April 24, 2014

Medina
Intermittent clouds
55°F

Competitors coolly create at Medina’s 20th annual Ice Festival

Jack Scheurman, 2, of Euclid, sits on a motorcycle made of ice Sunday at the Ice Festival in downtown Medina, with his dad, Keith, watching. The motorcycle was carved by Medina native Aaron Costic, Elegant Ice Creations owner and Ice Festival founder. (GAZETTE PHOTO BY DAN POMPILI)

Jack Scheurman, 2, of Euclid, sits on a motorcycle made of ice Sunday at the Ice Festival in downtown Medina, with his dad, Keith, watching. The motorcycle was carved by Medina native Aaron Costic, Elegant Ice Creations owner and Ice Festival founder. (GAZETTE PHOTO BY DAN POMPILI)

Sunday’s cold, cloudy weather kept the sculptures glistening at the 20th annual Ice Festival on Public Square in Medina.

Festival founder Aaron Costic, owner of Elegant Ice Creations in Broadview Heights, said the climate was perfect for carving sculptures and keeping them looking good throughout the weekend.

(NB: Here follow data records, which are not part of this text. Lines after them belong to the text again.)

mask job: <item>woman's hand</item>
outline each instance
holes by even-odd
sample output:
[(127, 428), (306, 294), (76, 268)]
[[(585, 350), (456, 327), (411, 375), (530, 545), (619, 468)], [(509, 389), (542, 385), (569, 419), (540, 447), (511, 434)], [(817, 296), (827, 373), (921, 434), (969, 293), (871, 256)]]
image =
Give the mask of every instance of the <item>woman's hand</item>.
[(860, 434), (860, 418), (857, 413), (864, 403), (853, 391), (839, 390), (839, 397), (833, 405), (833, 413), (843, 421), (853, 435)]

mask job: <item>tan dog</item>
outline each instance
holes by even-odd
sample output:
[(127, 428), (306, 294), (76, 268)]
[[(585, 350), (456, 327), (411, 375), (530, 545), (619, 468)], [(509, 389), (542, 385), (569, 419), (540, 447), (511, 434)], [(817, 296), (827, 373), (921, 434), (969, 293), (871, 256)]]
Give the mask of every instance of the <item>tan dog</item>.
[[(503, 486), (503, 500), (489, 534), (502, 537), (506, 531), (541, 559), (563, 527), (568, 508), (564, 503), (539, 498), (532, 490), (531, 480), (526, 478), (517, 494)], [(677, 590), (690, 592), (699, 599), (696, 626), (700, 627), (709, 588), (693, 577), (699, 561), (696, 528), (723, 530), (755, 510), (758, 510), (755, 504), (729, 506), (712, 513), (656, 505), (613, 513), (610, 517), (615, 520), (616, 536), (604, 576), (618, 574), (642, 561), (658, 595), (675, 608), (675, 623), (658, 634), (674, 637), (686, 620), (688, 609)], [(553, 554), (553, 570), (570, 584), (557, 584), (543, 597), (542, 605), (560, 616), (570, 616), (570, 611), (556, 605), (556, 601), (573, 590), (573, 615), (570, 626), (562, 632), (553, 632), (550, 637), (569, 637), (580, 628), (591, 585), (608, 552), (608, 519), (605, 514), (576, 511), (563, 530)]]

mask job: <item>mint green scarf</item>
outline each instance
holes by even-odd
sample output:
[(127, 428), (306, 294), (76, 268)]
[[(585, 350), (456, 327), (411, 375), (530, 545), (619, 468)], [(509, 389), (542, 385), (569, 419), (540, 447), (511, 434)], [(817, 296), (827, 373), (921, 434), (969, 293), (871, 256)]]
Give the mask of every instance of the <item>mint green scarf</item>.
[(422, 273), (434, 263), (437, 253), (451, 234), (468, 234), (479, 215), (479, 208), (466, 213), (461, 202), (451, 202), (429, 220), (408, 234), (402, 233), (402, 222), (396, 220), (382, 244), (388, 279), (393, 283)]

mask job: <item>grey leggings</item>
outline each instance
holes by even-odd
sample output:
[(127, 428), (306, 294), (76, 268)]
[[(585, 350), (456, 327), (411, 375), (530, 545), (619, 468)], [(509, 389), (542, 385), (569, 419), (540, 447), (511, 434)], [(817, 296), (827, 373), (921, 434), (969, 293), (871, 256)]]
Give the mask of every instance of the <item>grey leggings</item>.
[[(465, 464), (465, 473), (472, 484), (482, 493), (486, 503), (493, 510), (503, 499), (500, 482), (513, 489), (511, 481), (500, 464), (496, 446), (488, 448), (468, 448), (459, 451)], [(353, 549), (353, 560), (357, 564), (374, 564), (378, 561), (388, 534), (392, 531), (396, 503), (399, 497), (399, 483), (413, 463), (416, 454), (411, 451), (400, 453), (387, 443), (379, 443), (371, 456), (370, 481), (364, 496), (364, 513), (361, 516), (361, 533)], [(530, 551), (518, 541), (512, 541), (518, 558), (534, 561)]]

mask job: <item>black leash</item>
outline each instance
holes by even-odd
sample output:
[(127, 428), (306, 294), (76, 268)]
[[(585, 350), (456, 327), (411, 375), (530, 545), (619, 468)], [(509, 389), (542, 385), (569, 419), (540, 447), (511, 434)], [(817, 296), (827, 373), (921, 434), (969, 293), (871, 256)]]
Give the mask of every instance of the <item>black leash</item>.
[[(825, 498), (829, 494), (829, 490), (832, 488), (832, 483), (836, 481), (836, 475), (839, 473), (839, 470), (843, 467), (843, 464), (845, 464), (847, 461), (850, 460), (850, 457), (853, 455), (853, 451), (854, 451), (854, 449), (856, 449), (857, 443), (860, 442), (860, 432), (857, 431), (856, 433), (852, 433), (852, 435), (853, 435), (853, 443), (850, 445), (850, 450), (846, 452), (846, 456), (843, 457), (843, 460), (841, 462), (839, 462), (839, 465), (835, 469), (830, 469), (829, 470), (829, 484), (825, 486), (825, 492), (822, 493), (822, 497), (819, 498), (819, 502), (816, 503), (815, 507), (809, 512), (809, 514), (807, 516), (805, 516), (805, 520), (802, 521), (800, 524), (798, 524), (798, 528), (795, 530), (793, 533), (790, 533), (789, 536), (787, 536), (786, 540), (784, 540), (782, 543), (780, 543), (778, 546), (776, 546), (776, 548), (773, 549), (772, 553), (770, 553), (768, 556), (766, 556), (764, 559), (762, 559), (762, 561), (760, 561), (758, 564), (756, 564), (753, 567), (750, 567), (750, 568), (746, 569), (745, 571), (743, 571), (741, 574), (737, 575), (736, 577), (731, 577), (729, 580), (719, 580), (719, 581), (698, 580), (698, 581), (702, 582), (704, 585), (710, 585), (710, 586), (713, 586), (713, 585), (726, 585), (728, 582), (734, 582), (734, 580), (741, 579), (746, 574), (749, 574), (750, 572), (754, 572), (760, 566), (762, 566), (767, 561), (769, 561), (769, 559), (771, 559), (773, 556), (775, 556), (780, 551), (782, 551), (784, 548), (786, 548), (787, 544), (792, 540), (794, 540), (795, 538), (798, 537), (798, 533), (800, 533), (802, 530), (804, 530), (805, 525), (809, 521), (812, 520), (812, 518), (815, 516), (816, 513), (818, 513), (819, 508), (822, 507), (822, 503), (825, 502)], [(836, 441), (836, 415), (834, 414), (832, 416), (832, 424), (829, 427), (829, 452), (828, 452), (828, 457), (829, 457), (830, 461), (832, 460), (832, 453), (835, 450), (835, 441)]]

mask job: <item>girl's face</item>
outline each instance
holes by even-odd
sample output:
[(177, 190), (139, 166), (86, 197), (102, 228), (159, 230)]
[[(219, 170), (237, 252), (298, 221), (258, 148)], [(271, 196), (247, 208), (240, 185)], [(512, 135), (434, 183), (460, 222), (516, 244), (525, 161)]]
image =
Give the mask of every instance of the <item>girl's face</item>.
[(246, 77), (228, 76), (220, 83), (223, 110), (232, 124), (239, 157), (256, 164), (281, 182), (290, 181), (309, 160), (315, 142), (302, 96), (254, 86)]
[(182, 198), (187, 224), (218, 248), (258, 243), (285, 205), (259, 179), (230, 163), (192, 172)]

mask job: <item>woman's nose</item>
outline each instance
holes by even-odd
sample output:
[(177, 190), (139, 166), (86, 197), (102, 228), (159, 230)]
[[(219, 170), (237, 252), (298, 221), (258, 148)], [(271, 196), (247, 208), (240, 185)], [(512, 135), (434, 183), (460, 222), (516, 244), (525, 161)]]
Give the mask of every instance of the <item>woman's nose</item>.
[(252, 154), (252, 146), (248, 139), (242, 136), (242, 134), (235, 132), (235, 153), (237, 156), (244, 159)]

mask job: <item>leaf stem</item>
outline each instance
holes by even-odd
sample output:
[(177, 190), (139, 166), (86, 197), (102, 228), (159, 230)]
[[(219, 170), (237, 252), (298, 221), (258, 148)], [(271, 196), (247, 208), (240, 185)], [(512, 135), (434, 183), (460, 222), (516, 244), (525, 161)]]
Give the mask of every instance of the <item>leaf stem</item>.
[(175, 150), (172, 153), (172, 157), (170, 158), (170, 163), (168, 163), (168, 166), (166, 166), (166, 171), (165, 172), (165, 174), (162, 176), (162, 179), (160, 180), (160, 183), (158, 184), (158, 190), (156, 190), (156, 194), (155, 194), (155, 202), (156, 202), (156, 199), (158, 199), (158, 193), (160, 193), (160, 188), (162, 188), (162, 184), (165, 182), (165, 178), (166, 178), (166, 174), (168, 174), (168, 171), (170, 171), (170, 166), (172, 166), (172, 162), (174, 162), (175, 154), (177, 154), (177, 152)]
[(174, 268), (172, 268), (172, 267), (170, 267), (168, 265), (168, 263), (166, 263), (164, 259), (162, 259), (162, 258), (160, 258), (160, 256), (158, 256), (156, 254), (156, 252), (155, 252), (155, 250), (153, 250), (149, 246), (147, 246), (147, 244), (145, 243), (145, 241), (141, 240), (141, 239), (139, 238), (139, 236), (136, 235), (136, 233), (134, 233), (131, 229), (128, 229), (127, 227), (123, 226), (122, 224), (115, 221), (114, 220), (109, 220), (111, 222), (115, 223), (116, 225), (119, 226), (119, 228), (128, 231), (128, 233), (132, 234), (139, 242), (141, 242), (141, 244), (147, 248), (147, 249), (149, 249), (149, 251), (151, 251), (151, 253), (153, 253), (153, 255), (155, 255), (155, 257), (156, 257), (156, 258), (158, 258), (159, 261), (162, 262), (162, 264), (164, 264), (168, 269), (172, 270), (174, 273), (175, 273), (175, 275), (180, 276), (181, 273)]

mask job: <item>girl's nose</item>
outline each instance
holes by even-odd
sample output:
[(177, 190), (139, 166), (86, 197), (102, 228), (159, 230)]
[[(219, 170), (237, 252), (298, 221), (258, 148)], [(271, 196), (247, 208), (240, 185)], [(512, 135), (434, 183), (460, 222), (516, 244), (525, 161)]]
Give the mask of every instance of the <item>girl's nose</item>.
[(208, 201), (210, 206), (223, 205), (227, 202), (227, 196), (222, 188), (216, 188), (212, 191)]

“The sculptures turned out better because of the weather. By Sunday night, there’s usually some wear and damage, but they’re still looking good,” said Medina native Costic, who won Friday’s speed-carving competition.

During that event, four competitors had two rounds of 20 minutes each to carve something the audience would like. The spectators decided by applause who won each round.

Costic carved an eagle in the first round to advance and an angel in the second round to defeat Richard Alford, of Akron.

Brunswick resident Jeff Meyers bowed out in the first round along with Greg Demaline, of Mentor.

Costic, whose company carved dozens of the sponsored sculptures on display in Public Square, said he thought the festival was a great success.

“I thought it was really great,” Costic said. “Between the ideal weather and the amount of carvers it was a fantastic festival, and a lot of people came out to see it.”

Saturday was the team competition, where competitors had three hours to wow the judges with their collaborative creations.

The winners in that event were Lauren Klapic and Walter Ross, of Michigan, who crafted a mechanical-winged horse. In second place was the team of Michael and Matthew Stoddard, father and son from Lexington, Ky. Alford teamed up with Kristian Smith, also of Akron, to place third.

Solo carvers also were given three hours to carve during Sunday’s individual competition. Michael Stoddard’s chandelier took the top prize, while Klapic’s bird came in second. Caleb Landis of Akron placed third.